The All-African Trade Union Federation (AATUF) was a Pan-African trade union organisation.

The confederation was formed in November 1959 on the initiative of president Kwame Nkrumah of Ghana. The first independent organisation aiming to unite all African trade unions, it asked its affiliates not to hold membership of the two major global union confederations, the International Confederation of Free Trade Unions or the International Federation of Christian Trade Unions. However, many potential members disagreed with this approach, and instead formed the rival African Trade Union Confederation (ATUC).

The secretary of AATUF was Amadou N'diaye. The assistant secretary general was Ochola Ogaye Mak'Anyengo. Its headquarters were initially in Accra, and later in Dar es Salaam. By 1966, it had 31 affiliates, which claimed a total of 3,773,150 members.

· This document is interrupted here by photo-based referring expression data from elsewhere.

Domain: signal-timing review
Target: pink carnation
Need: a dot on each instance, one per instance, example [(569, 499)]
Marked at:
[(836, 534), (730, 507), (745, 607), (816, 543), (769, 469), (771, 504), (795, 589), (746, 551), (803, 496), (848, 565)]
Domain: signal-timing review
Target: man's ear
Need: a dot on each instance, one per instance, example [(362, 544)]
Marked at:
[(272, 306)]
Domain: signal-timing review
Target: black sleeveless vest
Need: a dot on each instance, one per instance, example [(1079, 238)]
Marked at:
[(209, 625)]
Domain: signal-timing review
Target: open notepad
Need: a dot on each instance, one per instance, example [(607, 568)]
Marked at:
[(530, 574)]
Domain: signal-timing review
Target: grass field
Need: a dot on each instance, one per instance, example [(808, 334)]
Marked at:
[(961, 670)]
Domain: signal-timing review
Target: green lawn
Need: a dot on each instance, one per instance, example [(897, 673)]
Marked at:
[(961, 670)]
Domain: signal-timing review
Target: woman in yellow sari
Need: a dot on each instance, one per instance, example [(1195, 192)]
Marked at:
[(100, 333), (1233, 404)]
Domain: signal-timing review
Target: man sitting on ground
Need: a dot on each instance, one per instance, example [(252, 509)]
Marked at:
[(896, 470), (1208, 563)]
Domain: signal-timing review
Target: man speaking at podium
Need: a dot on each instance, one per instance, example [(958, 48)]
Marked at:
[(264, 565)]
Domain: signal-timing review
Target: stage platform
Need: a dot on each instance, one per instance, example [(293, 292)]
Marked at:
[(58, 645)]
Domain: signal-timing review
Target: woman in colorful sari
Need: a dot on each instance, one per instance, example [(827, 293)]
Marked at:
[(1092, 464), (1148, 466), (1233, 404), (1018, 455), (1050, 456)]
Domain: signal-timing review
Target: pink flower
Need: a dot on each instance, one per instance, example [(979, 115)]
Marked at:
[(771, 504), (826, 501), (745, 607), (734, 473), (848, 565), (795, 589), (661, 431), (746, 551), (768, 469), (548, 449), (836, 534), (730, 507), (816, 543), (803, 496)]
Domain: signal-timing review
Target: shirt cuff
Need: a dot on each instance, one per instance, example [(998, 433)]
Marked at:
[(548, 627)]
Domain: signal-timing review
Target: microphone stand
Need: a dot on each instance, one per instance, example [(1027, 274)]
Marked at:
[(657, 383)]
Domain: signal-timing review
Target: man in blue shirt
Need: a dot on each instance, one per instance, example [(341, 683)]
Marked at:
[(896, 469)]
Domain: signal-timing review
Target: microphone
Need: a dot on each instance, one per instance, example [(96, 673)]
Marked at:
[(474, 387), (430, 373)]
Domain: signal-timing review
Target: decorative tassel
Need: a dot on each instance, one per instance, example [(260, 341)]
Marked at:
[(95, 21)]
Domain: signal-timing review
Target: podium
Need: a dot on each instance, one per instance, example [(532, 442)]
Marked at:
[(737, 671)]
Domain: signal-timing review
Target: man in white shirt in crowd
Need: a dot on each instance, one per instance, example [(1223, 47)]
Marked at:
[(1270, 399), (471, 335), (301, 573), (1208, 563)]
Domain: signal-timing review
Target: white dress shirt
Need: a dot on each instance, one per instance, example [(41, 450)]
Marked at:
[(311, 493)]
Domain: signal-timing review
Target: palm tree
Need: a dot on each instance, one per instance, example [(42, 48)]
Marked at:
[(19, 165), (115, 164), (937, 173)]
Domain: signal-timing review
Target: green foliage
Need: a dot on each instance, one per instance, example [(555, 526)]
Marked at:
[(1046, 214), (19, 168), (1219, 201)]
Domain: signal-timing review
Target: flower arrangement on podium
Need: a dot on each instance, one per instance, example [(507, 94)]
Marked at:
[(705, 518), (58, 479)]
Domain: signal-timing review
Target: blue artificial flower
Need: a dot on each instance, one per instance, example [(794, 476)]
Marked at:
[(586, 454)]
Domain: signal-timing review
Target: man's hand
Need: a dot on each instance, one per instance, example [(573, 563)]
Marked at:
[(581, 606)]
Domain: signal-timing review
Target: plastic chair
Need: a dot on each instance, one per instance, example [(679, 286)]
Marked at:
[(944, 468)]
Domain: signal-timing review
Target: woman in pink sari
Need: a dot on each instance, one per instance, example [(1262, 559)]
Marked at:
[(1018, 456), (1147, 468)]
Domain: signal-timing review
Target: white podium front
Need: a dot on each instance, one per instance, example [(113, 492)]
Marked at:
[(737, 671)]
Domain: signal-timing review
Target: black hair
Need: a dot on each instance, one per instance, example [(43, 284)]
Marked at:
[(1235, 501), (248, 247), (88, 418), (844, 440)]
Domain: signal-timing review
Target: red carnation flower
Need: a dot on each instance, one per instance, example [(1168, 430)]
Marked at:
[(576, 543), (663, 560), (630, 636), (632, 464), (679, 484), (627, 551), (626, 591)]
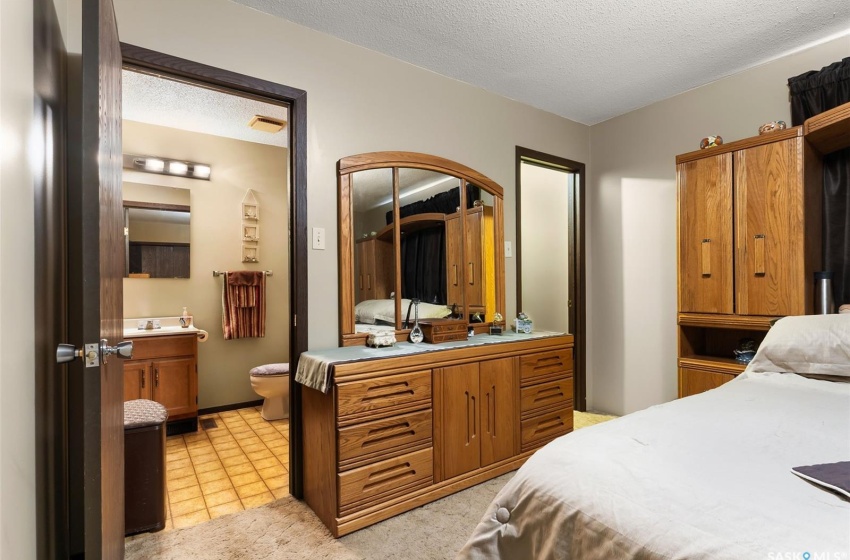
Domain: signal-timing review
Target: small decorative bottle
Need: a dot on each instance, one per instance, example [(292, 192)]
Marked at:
[(416, 335)]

In April 1973 AATUF merged with the ATUC and the Pan-African Workers' Congress, to form the Organisation of African Trade Union Unity (OATUU).

==Affiliates==
The following unions were affiliated in 1965:

| Union | Country |
|---|---|
| General Union of Algerian Workers | Algeria |
| National Union of Angolan Workers in Exile | Angola |
| Bechuanaland General Workers' Organisation | Bechuanaland |
| Basutoland Federation of Labour | Basutoland |
| Federation of Workers of Burundi | Burundi |
| General Union of Central African Workers | Central African Republic |
| National Union of Chadian Workers | Chad |
| Congolese Trade Union Confederation | Republic of the Congo |
| General Confederation of Congolese Workers | Democratic Republic of the Congo |
| General Union of Workers of Dahomey | Dahomey |
| African General Confederation of Labour | Gabon |
| Gambia Labour Union | Gambia |
| Ghana Trades Union Congress | Ghana |
| National Confederation of Workers of Guinea | Guinea |
| National Union of Workers of Portuguese Guinea | Guinea Bissau |
| National Union of Workers of Mali | Mali |
| Mauritius Trade Union Federation | Mauritius |
| Moroccan Labour Union | Morocco |
| Nigeria Trades Union Congress | Nigeria |
| National African Federation of Unions | Rhodesia |
| Senegalese Confederation of Workers | Senegal |
| Labour Secretariat of the Pan-African Congress | South Africa |
| South African Congress of Trade Unions | South Africa |
| South West African Workers' Union | South West Africa |
| Federation of Sudanese Workers' Unions | Sudan |
| Swaziland Congress of Trade Unions | Swaziland |
| National Union of Tanganyika Workers | Tanzania |
| Federation of Uganda Trade Unions | Uganda |
| United Arab Republic Federation of Labour | United Arab Republic |
| Federation of Voltan Workers' Trade Unions | Upper Volta |
| Zambia Congress of Trade Unions | Zambia |

==Bibliography==
- Agyeman, Opoku, The Failure of Grassroots Pan-Africanism: The Case of the All-African Trade Union Federation, ISBN 0-7391-0620-1.